Poinsettias, amaryllis, Christmas cactus, pines and spruce are all plants we use to decorate our homes for the holidays. Their colors provide a sense of joy during a time when the outdoor garden is drab, if not dormant.
Poinsettias can bring extended holiday color into a home with just a little effort. These plants might be considered persnickety, but they really only require a couple of things to look their best.
Poinsettias will hold their color best if you provide nighttime temperatures in the 60s, and temperatures not exceeding 75 during the day. Placing these plants in the brightest naturally lit room of the house will be the best bet for great color.
Proper watering for poinsettias is a must. Watering too much will cause the plants to quickly decline in health, while not watering enough will cause them to drop foliage. A good rule for this is to check the soil each day by sticking your finger into the potting mix. When the mix begins to feel dry just below the surface, it's time to water. Always empty the drainage saucer after the water has percolated through the plant, so the roots will not stay too wet.

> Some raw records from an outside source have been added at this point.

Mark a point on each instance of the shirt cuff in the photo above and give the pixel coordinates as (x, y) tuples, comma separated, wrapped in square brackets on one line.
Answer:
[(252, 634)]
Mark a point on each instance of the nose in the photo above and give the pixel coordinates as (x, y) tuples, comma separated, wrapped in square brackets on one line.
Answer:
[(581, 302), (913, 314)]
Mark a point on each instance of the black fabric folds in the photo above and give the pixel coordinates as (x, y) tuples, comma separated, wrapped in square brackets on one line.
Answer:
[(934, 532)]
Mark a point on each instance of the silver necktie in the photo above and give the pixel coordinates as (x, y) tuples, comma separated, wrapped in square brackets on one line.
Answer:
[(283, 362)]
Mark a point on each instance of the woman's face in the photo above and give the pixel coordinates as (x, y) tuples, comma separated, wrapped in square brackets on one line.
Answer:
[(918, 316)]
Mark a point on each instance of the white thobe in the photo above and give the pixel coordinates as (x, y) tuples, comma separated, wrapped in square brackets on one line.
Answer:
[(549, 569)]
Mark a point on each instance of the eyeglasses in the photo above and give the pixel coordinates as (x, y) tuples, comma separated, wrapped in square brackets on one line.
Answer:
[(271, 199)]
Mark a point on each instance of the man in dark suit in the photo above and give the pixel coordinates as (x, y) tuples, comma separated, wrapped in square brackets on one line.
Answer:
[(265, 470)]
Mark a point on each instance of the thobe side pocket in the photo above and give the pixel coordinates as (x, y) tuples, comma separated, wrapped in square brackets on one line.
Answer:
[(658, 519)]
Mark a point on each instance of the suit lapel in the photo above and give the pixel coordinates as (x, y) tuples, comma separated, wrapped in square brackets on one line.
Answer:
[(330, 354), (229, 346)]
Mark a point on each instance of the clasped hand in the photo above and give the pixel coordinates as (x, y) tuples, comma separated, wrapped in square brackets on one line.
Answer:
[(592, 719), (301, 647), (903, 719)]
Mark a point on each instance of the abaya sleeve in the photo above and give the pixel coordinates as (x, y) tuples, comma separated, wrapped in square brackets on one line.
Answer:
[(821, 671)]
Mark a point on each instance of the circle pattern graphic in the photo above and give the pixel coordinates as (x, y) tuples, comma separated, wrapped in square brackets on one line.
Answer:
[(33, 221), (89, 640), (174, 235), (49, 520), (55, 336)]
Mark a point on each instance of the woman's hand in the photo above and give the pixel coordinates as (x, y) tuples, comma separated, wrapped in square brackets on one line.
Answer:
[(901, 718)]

The blossoms of the amaryllis plant are also synonymous with the season. Large, colorful blooms can last three to four weeks with a little TLC. Like the poinsettia, this plant prefers cooler nights and warmer days. Watering doesn't have to be quite as precise as with the poinsettia, but too much or too little should be avoided if possible. After the plant begins to show its blooms, move it to a cooler room with less sunlight. This will extend the time the blooms will last.
Christmas cactus isn't quite as showy as the poinsettia or amaryllis plant. However, since it's easier to grow year-round, it brings holiday color into many homes. These plants are not so touchy about temperature. To perform best, the plants need bright, indirect light and constantly moist soil. They also don't like to be too crowded in the post, so if the number of flowers on your plants have diminished this year, spring would be a good time to move them into a larger pot.
For many of us, the most colorful plant we bring into the home during this season is a Christmas tree, and whether it's a pine or a spruce, there are a few things we need to do to keep it looking its best.
If you want to use a live tree this season, to be incorporated into the landscape after the holidays, you'll need to plan ahead and understand that this tree will be a short-term decoration in the home.
Live trees can be purchased either growing in a container, or balled and burlapped. They should not stay in the warm temperatures of your home for more than three or four days. Staying inside longer than that can cause damage to the tree when it's moved back outside to cold temperatures.
Make sure you have a hole dug before the ground is frozen. Store the soil you'll use to backfill the plant in a location where it won't freeze solid.
If the ground is already frozen, and you don't have a hole dug, but you still want to use a live tree, find a place in the garden where the tree will be out of the way, in which the plant ball or container can be covered with mulch to hold it until it can be planted.
After moving the live tree out of the house, let it adjust to the cooler weather in an unheated garage or other protected area before going to the unprotected home.